At the end of each Chromatid there comes a region where you would find repetitive sequences of nucleotides. What chromatid does is protect the end of chromosome from detoriating, while being fused with neighbor chromosomes.
Telomere is a name derived from Greek, Telos meaning end, and meros meaning part. Sequence in telomere in vertebrates is TTAGGG.
During a cell division, these telomere acts as disposable cushions at the end of each chromosome that protects the genes on those chromosomes from being truncated, instead after every cell division, telomere itself gets truncated or shortened. Over the time, after some repetitive cell divisions, these telomeres becomes shorter and are further restocked by an enzyme called Telomerase Reverse Transcriptase.
The DNA replication does not begin at the end of the strand, be it any end. Instead, starts at the center there are found two strands to be replicated, one is leading and the other is lagging. Because of this End replication problem, telomeres shorten in every cell division process. Telomeres shorten in part because of the ”end replication problem” that is exhibited during DNA replication in.

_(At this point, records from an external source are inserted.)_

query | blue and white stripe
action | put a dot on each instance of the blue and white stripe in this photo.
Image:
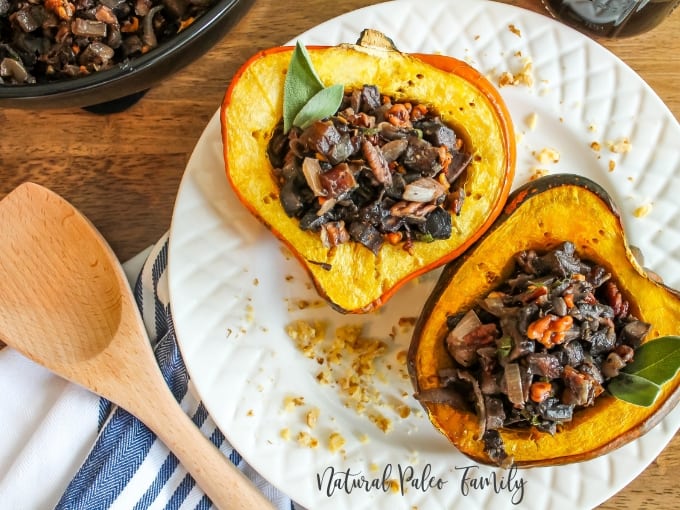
(128, 468)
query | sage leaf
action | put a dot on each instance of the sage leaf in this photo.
(634, 389)
(323, 104)
(657, 360)
(300, 85)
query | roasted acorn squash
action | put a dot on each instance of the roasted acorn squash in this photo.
(349, 276)
(539, 216)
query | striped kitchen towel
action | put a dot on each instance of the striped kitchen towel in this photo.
(126, 466)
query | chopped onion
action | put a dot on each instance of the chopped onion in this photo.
(424, 189)
(455, 341)
(513, 383)
(311, 168)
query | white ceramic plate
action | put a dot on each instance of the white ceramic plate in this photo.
(234, 289)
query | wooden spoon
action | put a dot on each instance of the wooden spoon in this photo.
(65, 303)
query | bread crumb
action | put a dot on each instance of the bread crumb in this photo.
(380, 421)
(524, 77)
(531, 120)
(620, 146)
(547, 155)
(403, 411)
(335, 442)
(290, 403)
(312, 417)
(307, 440)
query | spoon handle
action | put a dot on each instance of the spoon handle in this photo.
(223, 483)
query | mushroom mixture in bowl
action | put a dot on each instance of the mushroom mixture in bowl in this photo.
(61, 53)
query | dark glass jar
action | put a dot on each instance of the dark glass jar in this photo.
(611, 18)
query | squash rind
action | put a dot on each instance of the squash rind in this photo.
(540, 215)
(350, 276)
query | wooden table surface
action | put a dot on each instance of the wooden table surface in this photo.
(123, 170)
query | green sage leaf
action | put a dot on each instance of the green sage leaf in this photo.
(657, 360)
(323, 104)
(634, 389)
(300, 85)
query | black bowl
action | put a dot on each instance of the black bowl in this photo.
(124, 83)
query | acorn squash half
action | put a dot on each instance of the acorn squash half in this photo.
(350, 276)
(540, 215)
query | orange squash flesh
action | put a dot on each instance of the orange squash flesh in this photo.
(541, 215)
(349, 276)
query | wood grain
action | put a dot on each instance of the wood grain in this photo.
(123, 170)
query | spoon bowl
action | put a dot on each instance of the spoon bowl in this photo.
(66, 304)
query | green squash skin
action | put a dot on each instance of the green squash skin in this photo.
(608, 424)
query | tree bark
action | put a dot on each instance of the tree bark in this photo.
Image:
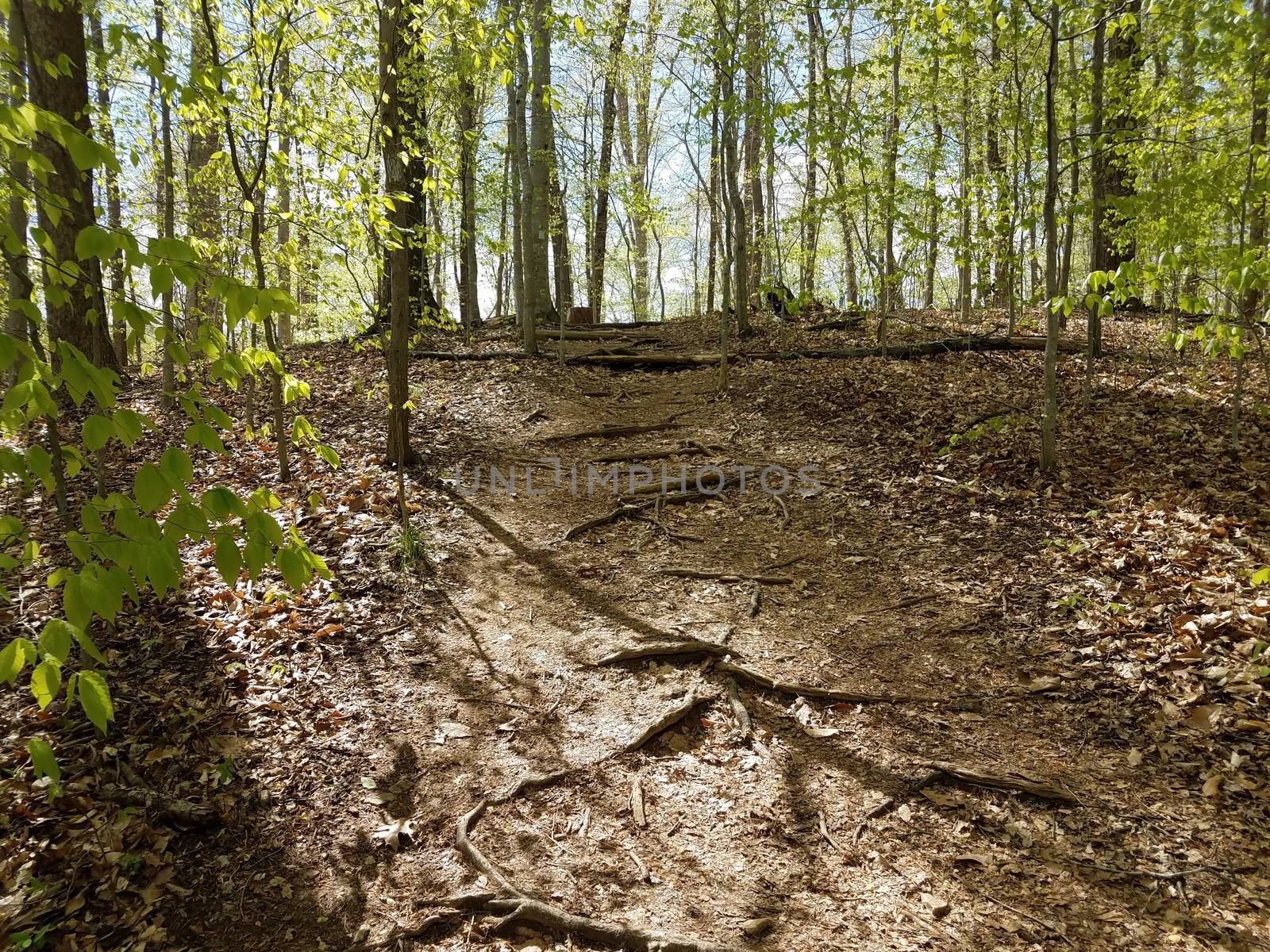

The problem comes when going in the direction of a lagging strand, unlike the leading strand in which case DNA can make a complementary DNA strand without any difficulty because of its leading direction during a cell division.
Ahead of the initiative point on a Chromosome, there are short sequences of RNA found which actually the acting primers, attached to the lagging strand to counteract such a shortcoming of lagging strand.
The DNA polymerase can start replication at that point and go to the end of the initiation site, resulting in the formation of Okazaki fragments, and when more RNA has attached itself to the DNA, it continues in the formation of a new one.
DNA polymerase, RNA nuclease and DNA ligase come along and fill in the gaps between the okazaki fragments and help RNA covert into a new DNA. But in order for this to happen, there has to be another DNA strand in front of the RNA primer (neighbor Chromosome). This does not happen in the place where RNA primer is attached, instead it happens at the site of a lagging strand. Followed by an ultimate destruction of the RNA by enzymes. These enzymes degrade any RNA present on the DNA strand, and in this entire process a part of telomere is lost.